Fear is natural. It protects you by sending warnings about potential dangers and by causing adrenaline to pump into your bloodstream, preparing you to either fight or flee the danger.

Panic attacks are bouts of extreme fear with symptoms of trembling, sweating, nausea, dizziness and shortness of breath. They usually occur without an obvious threat.

Most panic attacks last about 10 minutes. However, they can continuously reoccur for hours in extreme cases.

You can treat your panic attack.

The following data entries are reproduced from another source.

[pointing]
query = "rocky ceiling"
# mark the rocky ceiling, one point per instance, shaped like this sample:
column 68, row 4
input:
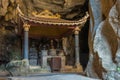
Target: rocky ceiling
column 68, row 9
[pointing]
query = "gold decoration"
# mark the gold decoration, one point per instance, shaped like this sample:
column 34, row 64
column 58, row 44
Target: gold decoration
column 77, row 29
column 26, row 27
column 46, row 14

Here are some ways to help manage them.

* Breathe with the abdomen and diaphragm. Take long, slow and deep breaths.

* Stay in the present moment by concentrating on what is happening to you now and not on what things could happen to you.

* Accept that the panic attack is occurring and that it will soon be over.

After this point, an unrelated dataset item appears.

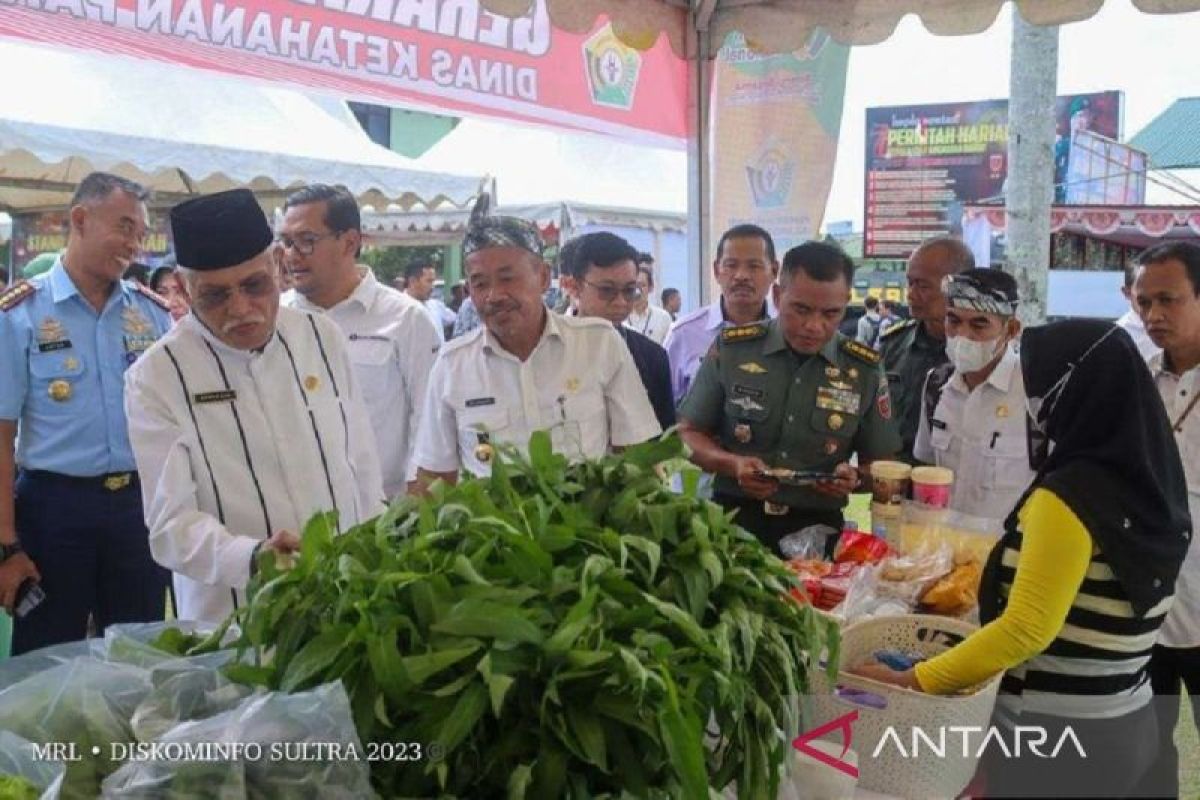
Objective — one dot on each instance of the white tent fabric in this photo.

* Accept the unpleasant feelings. Don’t try to fight the symptoms, go with them.

* Speak to Yourself - repeat reassuring sentences to yourself inside your head, such as “I will let my body do its thing - this will pass”, ” I can be anxious and still deal with this situation” or “This does not feel great, but I can deal with it”.

* Temporary Escape - seek a safe place to ride out the panic attack.

* Speak to someone is supportive.

* Rational Emotive Therapy (RET) and Cognitive Behavior Therapy (CBT) are two types of psychological techniques that have had proven results in helping panic attacks.

Home Study Programs

Home-study programs can teach you how to cure your panic attacks by incorporating the techniques in to your everyday life. There are several available that have been made by former panic attack sufferers. They can teach you how to cure your panic attacks without drugs.